During his speech, Powell predicted that the road to lower inflation would not prove to be an easy one and the economy would continue to take a hit while the central bank pushes interest rates ever higher.
“Reducing inflation is likely to require a sustained period of below-trend growth,” Powell said. “Moreover, there will very likely be some softening of labor market conditions. While higher interest rates, slower growth, and softer labor market conditions will bring down inflation, they will also bring some pain to households and businesses.”
In June, central bank officials announced that the Fed would raise its interest rate target by a whopping three-quarters of a percentage point. The Fed then conducted another 75-basis-point hike in July.
Powell said on Friday that “another unusually large increase” might be appropriate for the central bank’s meeting next month.
Inflation is now running at 8.5% in the 12 months ending in July, according to the consumer price index. That is down from a June peak of above 9%.
Powell’s speech raised the perceived odds of another monster 75-basis-point hike for investors.
The likelihood of such a hike occurring was pegged at more than 60% following the Jackson Hole speech, according to CME Group’s FedWatch tool, which calculates the probability using Fed fund futures contract prices. Just a day earlier, more investors were betting on a half-percentage-point increase, showing just how much Powell’s statements can change expectations.

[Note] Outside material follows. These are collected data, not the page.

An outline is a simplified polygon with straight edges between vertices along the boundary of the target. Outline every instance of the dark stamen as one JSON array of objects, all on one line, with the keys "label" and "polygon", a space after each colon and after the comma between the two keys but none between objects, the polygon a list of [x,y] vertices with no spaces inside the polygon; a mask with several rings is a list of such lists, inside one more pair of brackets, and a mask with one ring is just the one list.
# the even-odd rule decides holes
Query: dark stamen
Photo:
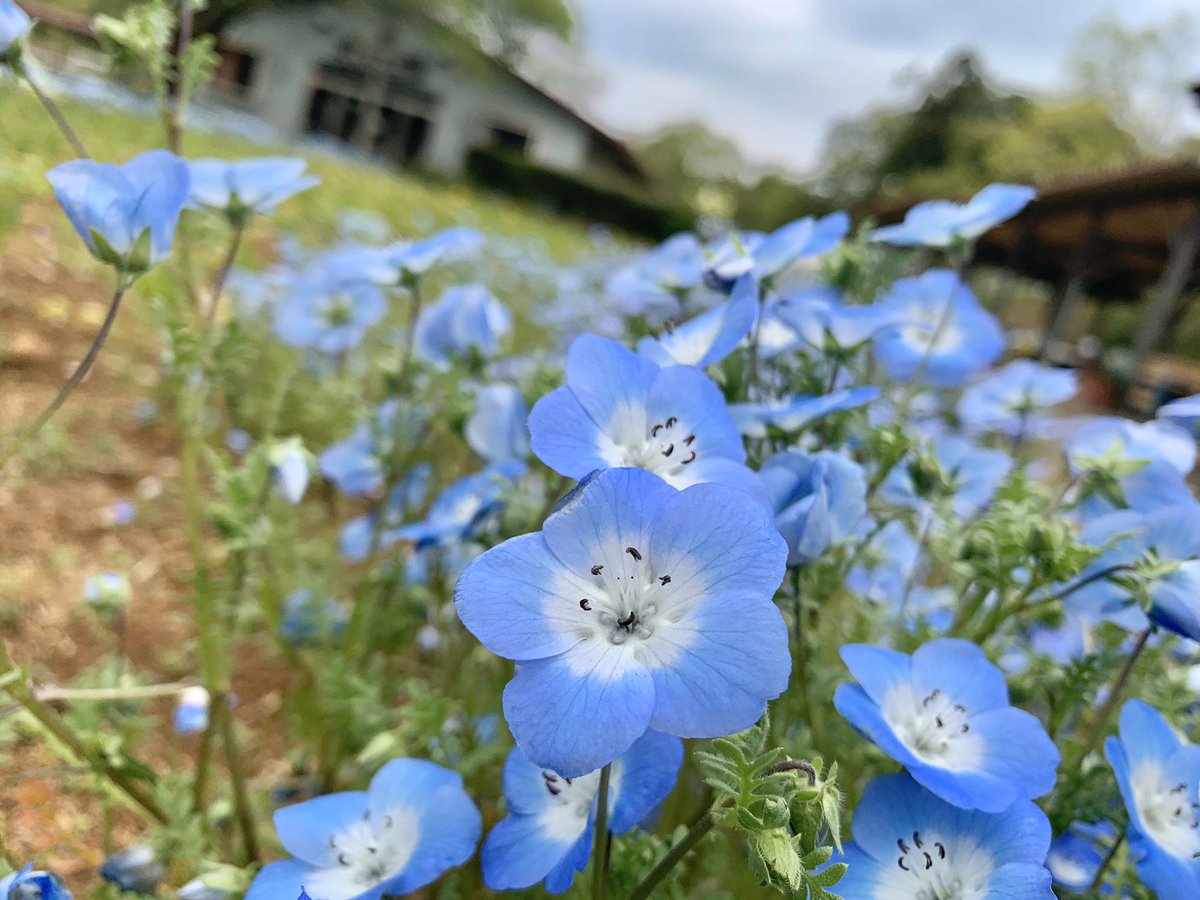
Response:
[{"label": "dark stamen", "polygon": [[660,575],[660,576],[658,576],[658,583],[659,583],[659,584],[670,584],[670,583],[671,583],[671,576],[670,576],[670,575]]},{"label": "dark stamen", "polygon": [[942,721],[942,717],[941,717],[941,716],[934,716],[934,717],[933,717],[933,721],[937,722],[937,726],[938,726],[938,728],[943,728],[943,727],[945,727],[945,725],[946,725],[946,723]]},{"label": "dark stamen", "polygon": [[662,424],[655,425],[650,429],[650,437],[658,437],[658,433],[662,431]]},{"label": "dark stamen", "polygon": [[346,856],[345,853],[339,853],[338,854],[338,862],[341,863],[343,866],[348,866],[348,865],[350,865],[350,858],[348,856]]},{"label": "dark stamen", "polygon": [[679,420],[677,418],[675,418],[674,416],[668,416],[667,417],[667,428],[674,428],[675,423],[678,421]]},{"label": "dark stamen", "polygon": [[908,868],[908,866],[906,866],[906,865],[904,864],[904,857],[903,857],[903,856],[902,856],[902,857],[900,857],[898,860],[896,860],[896,865],[898,865],[900,868],[902,868],[902,869],[903,869],[905,872],[911,871],[911,870]]},{"label": "dark stamen", "polygon": [[963,722],[962,733],[966,734],[970,730],[971,730],[971,726],[968,725],[966,722]]},{"label": "dark stamen", "polygon": [[938,848],[938,859],[945,859],[946,858],[946,848],[942,846],[942,842],[935,841],[933,846]]},{"label": "dark stamen", "polygon": [[625,618],[617,619],[617,624],[628,631],[632,631],[633,626],[637,624],[637,613],[633,610],[630,610],[629,615],[627,615]]},{"label": "dark stamen", "polygon": [[675,452],[675,445],[667,444],[667,449],[664,450],[662,453],[663,453],[663,456],[670,456],[674,452]]},{"label": "dark stamen", "polygon": [[901,853],[908,852],[908,844],[904,843],[904,838],[896,838],[896,846],[900,848]]},{"label": "dark stamen", "polygon": [[694,441],[695,439],[696,439],[696,436],[694,434],[689,434],[687,437],[685,437],[683,439],[683,442],[684,442],[684,444],[686,444],[687,446],[690,447],[690,446],[692,446],[692,441]]},{"label": "dark stamen", "polygon": [[548,790],[555,797],[562,793],[562,788],[560,788],[557,784],[551,784],[549,781],[546,782],[546,790]]},{"label": "dark stamen", "polygon": [[590,600],[588,600],[587,597],[584,597],[582,600],[579,601],[579,608],[582,609],[584,612],[591,612],[592,611],[592,602]]},{"label": "dark stamen", "polygon": [[592,566],[592,574],[593,575],[599,575],[603,571],[604,571],[604,566]]},{"label": "dark stamen", "polygon": [[688,454],[688,458],[685,459],[682,463],[680,463],[680,465],[686,466],[688,463],[695,462],[695,461],[696,461],[696,451],[693,450],[690,454]]},{"label": "dark stamen", "polygon": [[637,547],[626,547],[625,552],[628,553],[630,556],[632,556],[634,559],[636,559],[638,562],[642,561],[642,554],[638,553]]},{"label": "dark stamen", "polygon": [[933,868],[933,857],[928,853],[925,854],[925,870],[929,871]]},{"label": "dark stamen", "polygon": [[958,712],[962,713],[964,716],[967,714],[967,708],[965,706],[963,706],[961,703],[955,703],[954,708]]},{"label": "dark stamen", "polygon": [[925,848],[925,845],[921,843],[921,832],[913,832],[913,843],[917,845],[918,850],[923,850]]}]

The trade-off for lower inflation and higher interest rates, though, is slowing economic growth and possibly a recession, which some economists already think the United States is in. The U.S. has had two quarters of negative gross domestic product growth, with the economy contracting by 0.6% last quarter.
Nevertheless, the labor market has remained tight despite the negative growth, something that conflicts with the idea the economy is in recession. Powell warned Friday that it isn’t likely going to remain that way as the rate hikes continue to crack the economy.

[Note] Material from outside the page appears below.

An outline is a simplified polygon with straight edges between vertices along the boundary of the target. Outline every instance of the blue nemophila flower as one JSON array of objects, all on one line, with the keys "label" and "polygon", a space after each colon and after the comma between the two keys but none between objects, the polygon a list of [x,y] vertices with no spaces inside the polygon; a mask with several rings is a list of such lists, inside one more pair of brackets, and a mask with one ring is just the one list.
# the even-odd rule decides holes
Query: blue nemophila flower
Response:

Some economists don’t think the Fed is doing enough to tame the country’s worst inflation in four decades. The last time inflation was this bad, the Fed’s interest rate target was jacked up to more than 20% to squelch the explosive prices.
CLICK HERE TO READ MORE FROM THE WASHINGTON EXAMINER
Thomas Hogan, a senior research fellow at the American Institute for Economic Research, told the Washington Examiner that, judging by its actions rather than statements, the Fed has not made price stability its No. 1 priority, given how long inflation has been elevated.
“Powell said the FOMC plans to continue raising interest rates, but he reiterated their projection that the fed funds target will remain below 4% by the end of 2023. That hardly seems sufficient to address the highest rates of inflation in 40 years,” said Hogan.